After years of experimentation in collaboration with partners Leona Amarga and the Corporación Nacional Forestal, the organization that oversees Chile’s National Parks, we finally shipped a box of puma scats (stool samples) to the National Genomics Center for Wildlife and Fish Conservation in Missoula, United States, where DNA would be extracted for analysis. Like hair, saliva and blood, scat contains rich genetic information about the animals who deposit them. Our scats, unfortunately, sat months in an office in Santiago, Chile, and with every passing day, our hard work had begun to crumble and blow away. Frigid winter weather had foiled our attempts to count cats using a thermal camera mounted on a drone, and our previous attempts to gather genetic material using trained scat-detecting dogs had failed as well.
Luckily for us, a new mathematical model was released that allowed for the inclusion of DNA samples that suffer deterioration. We also had camera data collected using another new experimental method with which to compare what we learned from scats. We compiled our data, consulted with statistical geniuses, and ran our models.
After years of trying different methods, we are thrilled to share initial estimates of puma abundance for the area hosting puma tourism in the Torres del Paine UNESCO Biosphere in southern Chile in a new paper just published in Animal Conservation. We estimate that the area is home to roughly 5.1 independent pumas per 100 square kilometers (which is nearly 3x the average reported for their entire range across the Americas). No wonder film crews and photographers have been swarming the area in recent years to document the previously little-known lives of pumas. Our results make clear that Torres del Paine National Park and adjacent ranches hosting puma tourism support much higher puma densities than other areas across the Americas.

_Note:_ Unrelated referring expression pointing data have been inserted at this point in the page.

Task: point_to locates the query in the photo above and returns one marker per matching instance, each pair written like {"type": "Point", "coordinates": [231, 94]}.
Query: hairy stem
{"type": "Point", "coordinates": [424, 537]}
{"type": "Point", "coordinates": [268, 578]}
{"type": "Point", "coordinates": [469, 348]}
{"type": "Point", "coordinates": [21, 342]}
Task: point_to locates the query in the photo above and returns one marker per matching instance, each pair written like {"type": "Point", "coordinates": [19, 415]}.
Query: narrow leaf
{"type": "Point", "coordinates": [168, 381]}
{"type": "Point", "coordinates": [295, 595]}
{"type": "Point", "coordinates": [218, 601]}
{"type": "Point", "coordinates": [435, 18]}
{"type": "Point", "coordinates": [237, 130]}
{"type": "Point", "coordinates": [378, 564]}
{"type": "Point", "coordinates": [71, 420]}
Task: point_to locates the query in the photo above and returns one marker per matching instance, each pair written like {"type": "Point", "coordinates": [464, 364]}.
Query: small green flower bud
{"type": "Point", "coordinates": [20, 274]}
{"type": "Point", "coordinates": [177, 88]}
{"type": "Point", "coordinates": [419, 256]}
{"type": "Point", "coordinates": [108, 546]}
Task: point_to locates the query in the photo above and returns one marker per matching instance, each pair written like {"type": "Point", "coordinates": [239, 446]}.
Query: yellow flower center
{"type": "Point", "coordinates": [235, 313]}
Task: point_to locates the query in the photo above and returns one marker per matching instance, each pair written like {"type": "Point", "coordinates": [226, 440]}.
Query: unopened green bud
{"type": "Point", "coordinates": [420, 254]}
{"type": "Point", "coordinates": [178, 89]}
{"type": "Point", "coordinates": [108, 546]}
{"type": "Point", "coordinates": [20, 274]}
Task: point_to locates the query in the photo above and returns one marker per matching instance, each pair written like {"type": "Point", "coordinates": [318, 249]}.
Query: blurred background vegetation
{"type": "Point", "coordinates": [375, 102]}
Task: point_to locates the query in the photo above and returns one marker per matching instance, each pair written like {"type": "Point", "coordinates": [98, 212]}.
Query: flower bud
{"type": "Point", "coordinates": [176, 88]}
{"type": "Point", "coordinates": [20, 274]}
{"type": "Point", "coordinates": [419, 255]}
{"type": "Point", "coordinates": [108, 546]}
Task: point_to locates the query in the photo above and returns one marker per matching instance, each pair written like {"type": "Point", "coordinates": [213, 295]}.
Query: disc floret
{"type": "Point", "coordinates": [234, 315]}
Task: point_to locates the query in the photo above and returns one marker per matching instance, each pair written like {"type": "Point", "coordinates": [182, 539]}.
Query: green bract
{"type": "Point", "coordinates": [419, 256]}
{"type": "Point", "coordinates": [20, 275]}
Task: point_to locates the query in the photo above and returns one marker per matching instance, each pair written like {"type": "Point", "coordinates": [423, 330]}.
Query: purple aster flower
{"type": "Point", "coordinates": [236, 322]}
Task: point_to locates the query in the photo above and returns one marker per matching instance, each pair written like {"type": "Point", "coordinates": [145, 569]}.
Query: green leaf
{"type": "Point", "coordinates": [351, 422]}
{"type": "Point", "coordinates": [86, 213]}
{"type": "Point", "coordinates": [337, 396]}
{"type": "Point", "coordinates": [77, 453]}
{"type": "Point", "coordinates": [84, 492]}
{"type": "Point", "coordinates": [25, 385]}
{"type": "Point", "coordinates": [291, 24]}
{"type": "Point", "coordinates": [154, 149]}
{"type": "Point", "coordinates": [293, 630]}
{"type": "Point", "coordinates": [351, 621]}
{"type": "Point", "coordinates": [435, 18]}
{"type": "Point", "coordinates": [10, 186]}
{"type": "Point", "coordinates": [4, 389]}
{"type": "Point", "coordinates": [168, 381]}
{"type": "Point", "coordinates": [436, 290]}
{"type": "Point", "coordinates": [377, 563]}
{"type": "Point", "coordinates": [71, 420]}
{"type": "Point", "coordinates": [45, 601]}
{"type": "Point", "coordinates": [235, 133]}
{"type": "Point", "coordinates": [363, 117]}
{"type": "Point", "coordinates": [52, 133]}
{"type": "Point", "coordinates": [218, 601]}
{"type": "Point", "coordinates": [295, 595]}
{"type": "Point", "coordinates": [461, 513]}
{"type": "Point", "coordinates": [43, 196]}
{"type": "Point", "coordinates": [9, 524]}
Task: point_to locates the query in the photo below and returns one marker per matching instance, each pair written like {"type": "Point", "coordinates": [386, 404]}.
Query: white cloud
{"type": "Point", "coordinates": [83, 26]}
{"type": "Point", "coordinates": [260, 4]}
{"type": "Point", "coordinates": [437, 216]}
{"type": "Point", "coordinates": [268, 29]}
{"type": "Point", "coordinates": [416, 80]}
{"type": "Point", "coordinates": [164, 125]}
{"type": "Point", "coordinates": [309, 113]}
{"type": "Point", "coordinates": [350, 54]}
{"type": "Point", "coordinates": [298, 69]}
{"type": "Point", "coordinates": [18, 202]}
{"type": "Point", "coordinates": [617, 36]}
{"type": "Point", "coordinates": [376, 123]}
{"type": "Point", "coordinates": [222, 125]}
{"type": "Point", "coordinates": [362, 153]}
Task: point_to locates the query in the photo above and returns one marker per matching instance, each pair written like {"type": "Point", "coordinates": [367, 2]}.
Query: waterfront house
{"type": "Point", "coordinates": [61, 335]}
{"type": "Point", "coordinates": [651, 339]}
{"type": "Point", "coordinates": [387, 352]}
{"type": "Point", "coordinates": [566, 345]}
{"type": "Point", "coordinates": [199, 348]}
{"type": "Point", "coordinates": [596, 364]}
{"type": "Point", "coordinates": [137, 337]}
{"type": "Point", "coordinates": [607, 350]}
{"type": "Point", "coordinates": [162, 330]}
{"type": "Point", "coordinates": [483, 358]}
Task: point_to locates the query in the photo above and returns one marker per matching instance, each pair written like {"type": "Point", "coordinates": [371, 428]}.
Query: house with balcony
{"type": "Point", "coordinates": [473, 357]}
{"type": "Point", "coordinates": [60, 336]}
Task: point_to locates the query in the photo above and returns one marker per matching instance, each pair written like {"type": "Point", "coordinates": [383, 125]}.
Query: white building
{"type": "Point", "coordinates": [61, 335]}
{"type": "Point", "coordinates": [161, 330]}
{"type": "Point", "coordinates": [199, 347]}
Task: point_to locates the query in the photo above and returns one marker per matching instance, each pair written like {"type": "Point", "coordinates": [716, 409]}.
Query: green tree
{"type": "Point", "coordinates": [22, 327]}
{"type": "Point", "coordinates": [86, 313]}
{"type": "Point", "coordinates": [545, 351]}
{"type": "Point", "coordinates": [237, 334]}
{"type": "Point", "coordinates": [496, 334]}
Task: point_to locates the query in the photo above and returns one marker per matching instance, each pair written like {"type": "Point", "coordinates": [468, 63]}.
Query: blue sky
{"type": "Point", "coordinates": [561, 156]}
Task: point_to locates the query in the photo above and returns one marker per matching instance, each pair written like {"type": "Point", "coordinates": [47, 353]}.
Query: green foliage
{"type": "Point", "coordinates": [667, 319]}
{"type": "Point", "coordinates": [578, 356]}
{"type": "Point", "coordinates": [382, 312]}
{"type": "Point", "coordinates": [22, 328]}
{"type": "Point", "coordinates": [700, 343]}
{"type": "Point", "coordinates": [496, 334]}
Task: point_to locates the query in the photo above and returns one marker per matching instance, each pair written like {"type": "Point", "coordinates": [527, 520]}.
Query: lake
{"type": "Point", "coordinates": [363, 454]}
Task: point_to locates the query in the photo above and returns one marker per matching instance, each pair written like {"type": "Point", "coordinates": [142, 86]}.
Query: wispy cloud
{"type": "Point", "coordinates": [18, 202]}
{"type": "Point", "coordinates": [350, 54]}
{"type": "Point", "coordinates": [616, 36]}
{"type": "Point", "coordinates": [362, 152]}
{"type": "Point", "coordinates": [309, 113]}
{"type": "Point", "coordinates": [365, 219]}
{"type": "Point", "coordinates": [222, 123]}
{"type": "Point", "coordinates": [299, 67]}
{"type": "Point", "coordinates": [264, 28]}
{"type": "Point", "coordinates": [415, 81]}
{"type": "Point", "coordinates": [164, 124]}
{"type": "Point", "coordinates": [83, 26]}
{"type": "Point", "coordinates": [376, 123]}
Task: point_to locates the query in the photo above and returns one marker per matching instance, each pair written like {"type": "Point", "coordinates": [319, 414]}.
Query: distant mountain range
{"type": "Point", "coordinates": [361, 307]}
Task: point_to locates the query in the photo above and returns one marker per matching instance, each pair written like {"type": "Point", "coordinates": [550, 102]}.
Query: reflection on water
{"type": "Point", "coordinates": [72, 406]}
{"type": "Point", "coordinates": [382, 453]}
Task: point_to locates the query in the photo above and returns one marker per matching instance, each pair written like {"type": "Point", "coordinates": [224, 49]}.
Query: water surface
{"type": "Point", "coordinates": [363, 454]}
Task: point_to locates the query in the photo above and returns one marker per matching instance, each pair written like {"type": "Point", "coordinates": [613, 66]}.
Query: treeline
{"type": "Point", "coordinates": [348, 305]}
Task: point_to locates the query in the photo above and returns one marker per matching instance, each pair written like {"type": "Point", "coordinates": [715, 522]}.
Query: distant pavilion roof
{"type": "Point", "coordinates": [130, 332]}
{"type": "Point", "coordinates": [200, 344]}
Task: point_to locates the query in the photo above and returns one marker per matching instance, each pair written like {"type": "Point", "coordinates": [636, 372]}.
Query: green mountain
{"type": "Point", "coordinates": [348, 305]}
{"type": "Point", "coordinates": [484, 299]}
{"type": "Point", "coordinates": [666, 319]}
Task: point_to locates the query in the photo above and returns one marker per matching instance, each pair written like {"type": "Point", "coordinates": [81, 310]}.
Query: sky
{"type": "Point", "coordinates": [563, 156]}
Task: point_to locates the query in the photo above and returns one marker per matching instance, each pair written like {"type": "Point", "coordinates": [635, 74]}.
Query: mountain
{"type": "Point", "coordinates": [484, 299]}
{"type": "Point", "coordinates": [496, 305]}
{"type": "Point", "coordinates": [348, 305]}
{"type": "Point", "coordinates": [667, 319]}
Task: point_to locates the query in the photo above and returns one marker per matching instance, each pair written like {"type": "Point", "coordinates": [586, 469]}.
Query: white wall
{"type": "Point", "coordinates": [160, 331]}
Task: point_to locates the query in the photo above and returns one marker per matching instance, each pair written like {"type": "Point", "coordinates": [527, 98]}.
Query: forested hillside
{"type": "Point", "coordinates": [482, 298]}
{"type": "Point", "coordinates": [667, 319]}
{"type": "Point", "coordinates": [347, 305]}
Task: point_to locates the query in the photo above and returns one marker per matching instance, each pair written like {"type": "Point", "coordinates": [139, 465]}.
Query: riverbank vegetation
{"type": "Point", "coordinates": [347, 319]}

While this information will unlikely solve the age-old conundrum of human-carnivore coexistence, we hope it will be a rallying point for transparent discussion about how to support local people in a region where puma populations appear to be thriving and likely increasing beyond the National Park. Like many regions of the world, Torres del Paine National Park is viewed as a source population for pumas that ultimately causes problems for people dependent upon livestock for their livelihoods. For these reasons, Panthera is also supporting Fundación Cerro Guido Conservación in implementing solutions like carnivore-deterrent LED Foxlights and sheepdogs that effectively help drive pumas away from domestic prey. Balancing growing puma tourism and current ranching practices is essential in fostering peaceful coexistence in a healthy Patagonia ecosystem.